Autor: Woy
Kilka miesięcy zabrało wielokrotnemu reprezentantowi Polski, Szymonowi Szewczykowi dojście do pełnej sprawności fizycznej. 32-latek przeszedł w lato poważną operację rwy kulszowej i nie mógł brać udziału w przygotowaniach do słoweńskiego Eurobasketu czy nawet nie miał szansy wystąpienia na kolejnych Mistrzostwach Europy.Jak donoszą włoskie źródła to nasz reprezentacyjny podkoszowy może zostać koszykarzem Acei Virtus Rzym i być może zastąpi we włoskiej drużynie, znanego z występów w AZS Koszalin, Callistusa Eziukwu (wybrał ligę grecką i zespół Agor).
– Interesują się mną różne kluby, a temat Virtusa jest bardzo poważny. Z przyjemnością zagrałbym w zespole z tego miasta. Gdy wcześniej występowałem we Włoszech w Scafati Basket i Air Avelino w wolnym czasie często przyjeżdżałem do Rzymu. To piękne miejsce – powiedział Szewczyk w rozmowie ze stacją Eurosport. – Czuję się dobrze i nic mnie nie boli.
Szewczyk grał jeszcze w innych zagranicznych klubach. W przeszłości reprezentował takie zespoły jak: SKK Szczecin (Mistrzostwo Polski Juniorów w 2000 roku) i Polpharma Starogard Gdański (Polska), Energie Braunschweig i Alba Berlin (Niemcy), Olimpija Ljubljana (Słowenia, w 2006 roku Mistrzostwo Kraju), Lokomotiw Rostow (Rosja), a ostatnio Scafati Basket, Air Avelino i Umana Reyer Wenecja (Włochy).
W 2003 roku wybrany kilkadziesiąt minut po Macieju Lampe, został drugim wybranym w drafcie Polakiem. Wybrała go drużyna Milwaukee Bucks z numerem 35. Trzykrotnie już lato spędzał w USA, grając w ligach letnich, ale jak do tej pory nie zaowocowało to kontraktem w lidze NBA (próbował dwukrotnie w barwach Bucks i raz dla Thunder). Na dziś jego prawa do gry w NBA rości zespół z Oklahomy City, która pozyskała je od drużyny z Milwaukee.

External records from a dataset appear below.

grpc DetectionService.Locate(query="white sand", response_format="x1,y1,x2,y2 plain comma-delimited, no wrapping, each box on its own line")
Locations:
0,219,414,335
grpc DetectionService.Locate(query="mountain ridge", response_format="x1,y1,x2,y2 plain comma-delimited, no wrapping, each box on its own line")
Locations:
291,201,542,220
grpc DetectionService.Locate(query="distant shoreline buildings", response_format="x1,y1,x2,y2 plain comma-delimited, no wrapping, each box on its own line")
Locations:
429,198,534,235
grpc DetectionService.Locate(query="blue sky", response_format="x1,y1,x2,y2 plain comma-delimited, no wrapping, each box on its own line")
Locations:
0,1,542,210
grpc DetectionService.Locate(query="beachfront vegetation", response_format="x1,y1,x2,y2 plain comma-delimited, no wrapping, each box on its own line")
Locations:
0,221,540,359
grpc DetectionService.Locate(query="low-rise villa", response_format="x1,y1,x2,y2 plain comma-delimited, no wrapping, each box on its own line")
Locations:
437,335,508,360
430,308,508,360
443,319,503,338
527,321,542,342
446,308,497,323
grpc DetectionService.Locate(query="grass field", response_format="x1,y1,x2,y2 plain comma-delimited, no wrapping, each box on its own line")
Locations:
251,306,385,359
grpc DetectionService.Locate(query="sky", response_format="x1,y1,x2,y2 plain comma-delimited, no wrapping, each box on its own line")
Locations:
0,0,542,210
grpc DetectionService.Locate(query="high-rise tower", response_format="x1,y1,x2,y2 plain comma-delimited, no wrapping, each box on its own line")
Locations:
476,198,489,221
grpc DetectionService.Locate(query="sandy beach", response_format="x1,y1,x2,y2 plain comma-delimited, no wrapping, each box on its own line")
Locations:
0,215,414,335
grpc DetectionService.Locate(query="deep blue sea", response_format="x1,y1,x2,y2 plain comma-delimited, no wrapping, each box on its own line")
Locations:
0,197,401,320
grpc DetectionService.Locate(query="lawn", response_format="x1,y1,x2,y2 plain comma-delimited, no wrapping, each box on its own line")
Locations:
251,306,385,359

Jeśli doniesienia włoskich mediów potwierdzą się to Szewczyk dołączy w Rzymie do innych znanych z PLK zawodników jak Quinton Hosley (ex Stelmet Zielona Góra) i Phil Goss (ex AZS Koszalin). Dodajmy, że w poprzednich rozgrywkach Lega A w Acei Virtusie (na dziś bilans 9-5 i 4 msc. w lidze) występowali Olek Czyż (gra w lidze NBDL, w USA) oraz Gani Lawal (na dziś Emporio Armani Mediolan). W ostatnich dniach pojawiły się też plotki na temat zainteresowania Szewczykiem przez kluby ligi polskiej, ale były kapitan reprezentacji na dziś nie planuje powrotu do źródeł i bardziej interesuje go gra jeszcze na wyższym poziomie, w silniejszej lidze.
Zawodnikowi życzymy powodzenia!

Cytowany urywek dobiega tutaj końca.